Затем миссис Мэдсон прошла к себе в комнату, осторожно положила свой сверток на стол, сняла перчатки, спрятала их вместе с сумочкой в ящик комода, в котором все содержалось в образцовом порядке, и пошла в гардеробную. Там она сняла пальто, повесила его на вешалку, наклонилась и подняла с полу одну из своих войлочных домашних туфель, которые, как всегда, стояли в первой танцевальной позиции под висевшим на стене халатом. Туфли были нежно-сиреневого цвета с фестончиками и большими помпонами. Поперек легкой эластичной кожаной подметки красовалось название туфель, присвоенное им фирмой: «Уют».
Миссис Мэдсон твердо ухватила туфлю за каблук и, размахивая ею, зашагала к спальне мальчика. Еще не ступив за порог, она заговорила, поворачивая ручку двери:
— Мама не успела даже шляпу снять… — Дверь за ней захлопнулась.
Вскоре миссис Мэдсон снова появилась в дверях. Вслед ей летел отчаянный вопль.
— Довольно, прекрати! — повелела миссис Мэдсон, оглянувшись на дверь.

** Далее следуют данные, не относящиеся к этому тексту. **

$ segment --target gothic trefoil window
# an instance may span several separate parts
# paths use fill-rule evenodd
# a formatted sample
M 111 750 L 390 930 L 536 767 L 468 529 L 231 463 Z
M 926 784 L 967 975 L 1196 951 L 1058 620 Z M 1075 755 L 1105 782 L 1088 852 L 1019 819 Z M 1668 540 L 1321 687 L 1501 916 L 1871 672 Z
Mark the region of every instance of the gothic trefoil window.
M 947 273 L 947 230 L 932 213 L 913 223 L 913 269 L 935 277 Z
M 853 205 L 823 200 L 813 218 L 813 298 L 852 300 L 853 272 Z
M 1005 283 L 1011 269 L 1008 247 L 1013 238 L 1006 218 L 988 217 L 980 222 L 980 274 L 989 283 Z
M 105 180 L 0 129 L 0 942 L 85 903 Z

Вопль послушно перешел в всхлипывание. — Хватит, спасибо! На сегодня хватит. Ты уже постарался доставить маме массу удовольствия. И ведь, как на грех, сегодня, когда мама ждет к чаю гостей, и ей надо обо всем подумать, и у нее столько хлопот! На твоем месте, Кэртис, я бы просто сгорела со стыда. Просто сгорела бы со стыда!

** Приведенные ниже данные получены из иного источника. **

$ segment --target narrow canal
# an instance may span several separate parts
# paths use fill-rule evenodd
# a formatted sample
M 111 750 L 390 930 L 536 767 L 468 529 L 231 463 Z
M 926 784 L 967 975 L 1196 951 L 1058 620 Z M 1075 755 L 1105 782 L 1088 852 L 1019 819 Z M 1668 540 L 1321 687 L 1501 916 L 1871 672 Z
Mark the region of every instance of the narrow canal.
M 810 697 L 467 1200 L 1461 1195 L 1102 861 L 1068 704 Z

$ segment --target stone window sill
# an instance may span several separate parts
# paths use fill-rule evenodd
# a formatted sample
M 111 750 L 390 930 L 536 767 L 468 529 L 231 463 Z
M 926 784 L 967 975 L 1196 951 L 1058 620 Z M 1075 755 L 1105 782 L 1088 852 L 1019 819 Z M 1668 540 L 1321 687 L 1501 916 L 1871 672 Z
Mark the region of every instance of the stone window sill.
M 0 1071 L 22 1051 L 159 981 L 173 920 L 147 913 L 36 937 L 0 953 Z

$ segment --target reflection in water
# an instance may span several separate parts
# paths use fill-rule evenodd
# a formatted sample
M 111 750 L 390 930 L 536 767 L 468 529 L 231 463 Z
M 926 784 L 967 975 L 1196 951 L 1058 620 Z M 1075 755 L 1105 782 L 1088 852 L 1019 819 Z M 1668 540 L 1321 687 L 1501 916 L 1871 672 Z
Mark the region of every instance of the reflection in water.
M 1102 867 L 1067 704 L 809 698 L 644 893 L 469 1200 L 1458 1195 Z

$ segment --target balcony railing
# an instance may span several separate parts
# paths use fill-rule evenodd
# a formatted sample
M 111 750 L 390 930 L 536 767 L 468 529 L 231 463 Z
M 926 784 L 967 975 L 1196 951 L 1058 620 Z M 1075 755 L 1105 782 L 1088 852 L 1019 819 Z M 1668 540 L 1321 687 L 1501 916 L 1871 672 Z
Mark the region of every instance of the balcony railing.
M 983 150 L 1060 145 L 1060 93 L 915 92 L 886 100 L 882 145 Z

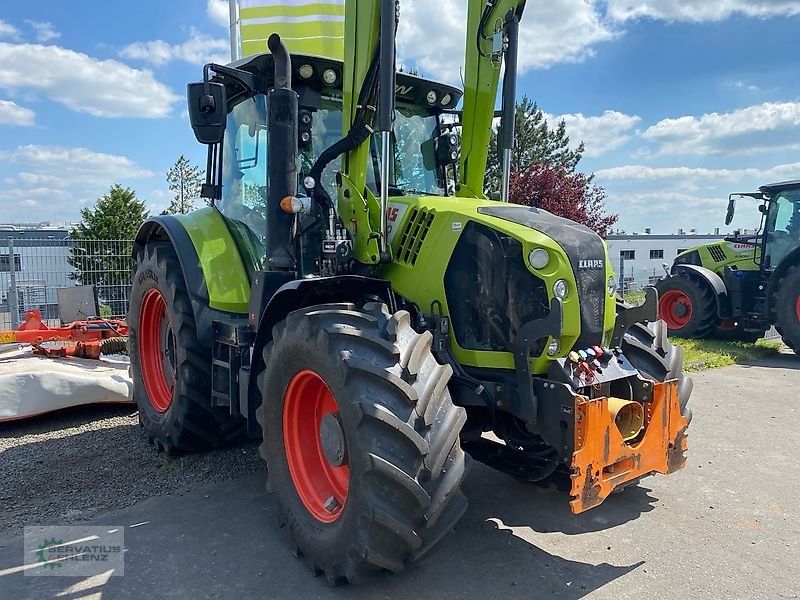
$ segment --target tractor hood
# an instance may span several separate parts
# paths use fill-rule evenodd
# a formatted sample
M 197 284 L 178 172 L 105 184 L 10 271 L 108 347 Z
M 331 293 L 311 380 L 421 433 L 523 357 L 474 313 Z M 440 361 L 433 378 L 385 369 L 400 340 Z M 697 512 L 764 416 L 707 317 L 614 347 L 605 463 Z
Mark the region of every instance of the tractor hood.
M 602 345 L 606 301 L 606 247 L 594 231 L 538 208 L 503 205 L 478 209 L 483 215 L 497 217 L 534 229 L 563 248 L 572 266 L 581 307 L 581 335 L 578 347 Z
M 610 339 L 614 273 L 605 243 L 587 227 L 535 208 L 453 197 L 391 198 L 388 217 L 394 260 L 384 276 L 425 314 L 441 307 L 450 317 L 462 364 L 514 368 L 517 332 L 546 317 L 557 293 L 558 349 L 550 340 L 532 351 L 533 372 L 573 347 Z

Миссис Мэдсон затворила за собой дверь и пошла снять шляпу.
Гости, три пожилые дамы, появились после полудня. Миссис Кэрли — хрупкая, седая, хлопотливая, вечно озабоченная отправкой поздравительных открыток каким-то именинникам и банок с супом — каким-то больным. Миссис Суон, золовка миссис Кэрли, приехавшая к ней погостить. Она была помоложе миссис Кэрли и отличалась пристрастием к вышитым кружевным воротничкам и шляпкам, украшенным маргаритками, а также пылким, целеустремленным, хотя и временным интересом ко всем делам своей родственницы и к ее светским знакомствам. И, наконец, миссис Кук. Впрочем, о ней не стоило бы и упоминать… Она была настолько туга на ухо, что ее присутствие практического значения не имело.
В свое время миссис Кук перебывала у бесконечного множества врачей, истратила кучу денег, подвергалась мучительнейшим исследованиям и процедурам — и все это ради того, чтобы получить возможность слышать то, что вокруг нее происходит, и принимать в этом участие. В конце концов ее снабдили длинной, гофрированной, извивающейся как змея слуховой трубой, чрезвычайно похожей на увеличенную в несколько раз двенадцатиперстную кишку. Один конец кишки вставлялся в ухо миссис Кук — в то, на которое она лучше слышала, — а другой предназначался для предполагаемого собеседника. Но блестящий черный микрофон, должно быть, приводил людей в замешательство и нагонял на них страх, ибо все, как один, кричали в него одно и то же: «А на дворе-то холодает, а?» или: «А вы неплохо выглядите!»… И вот, для того чтобы слышать сообщения такого сорта, миссис Кук претерпела годы мучений и страданий.